After that cliffhanger of an ending for the last novella, I was very anxious to find out what happened with Simith and Jessa. Thankfully, this is the last novella in the series, and it definitely delivers!

“The grief you suffered and this peace you engineered absolves you of nothing.”
Jessa and Smith have led the trolls to the pixies’ home, but peace between the two races is still uneasy, not to mention that the pixies don’t trust Simith, not even his own family. Soon after, the fairies arrive looking for Simith – but also with a plan of their own. The trolls have retreated back into their lands, so the fairies intend to force all of the pixies to became their invasion force – decimating both them and the trolls. The only hope to stop the battle is to bargain with a lich, an evil magical spirit confined in a separate realm. Simith volunteers, but it’s Jessa the poet who the lich will really want. Can they both overcome their pasts to stop the battle?

“[S]he wondered how much of herself still dragged along her pain like a mangled limb. Maybe some battlefields were impossible to leave, even after all the fighting had ended. No wonder she hadn’t been able to write a single poem in a year. Words had become fallen comrades, scattered like casualties. Voices silenced by death.”
At the start of the novella, Jessa and Simith’s linked dreams have progressed further, and Jessa now knows about Rimthea’s death, while Simith knows about the deaths of her family. Simith has a complicated relationship with his family – the last time he saw them was when he brought home Rimthea’s body, and allowed them to believe that it was him, not her, that originally wanted to go fight against the trolls. Simith’s actions as the Sun Fury for the past ten years are anathema to the mostly peaceful pixies, and he’s not sure there’s much left of him besides regret and violence. Jessa knows there’s more to him, but she has her own demons to deal with, the disconnect she felt from her family even before they died. They each feel like something is “wrong” with them, but it takes the other person’s insight to find the root of the problem and then support them through it.

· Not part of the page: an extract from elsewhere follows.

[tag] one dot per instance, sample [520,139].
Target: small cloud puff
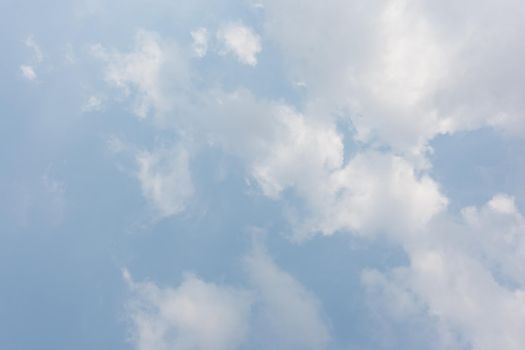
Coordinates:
[28,72]
[200,42]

There’s a bit more romance in this one, and it’s adorably sweet. Jessa and Simith are drawn to each other, though Jessa worries that it could just be a result of the link and the shared dreams rather than something “real.” I thought the resolution of that was handled very well, and I finished the book thinking that they had a real chance at a HEA. The pacing was excellent and well-balanced between action and the introspection both characters needed.

Overall, this was a very satisfying ending to Jessa and Simith’s story, though I hope to see more of them soon!

I received this book from the author. This does not affect my opinion of the book or the content of my review.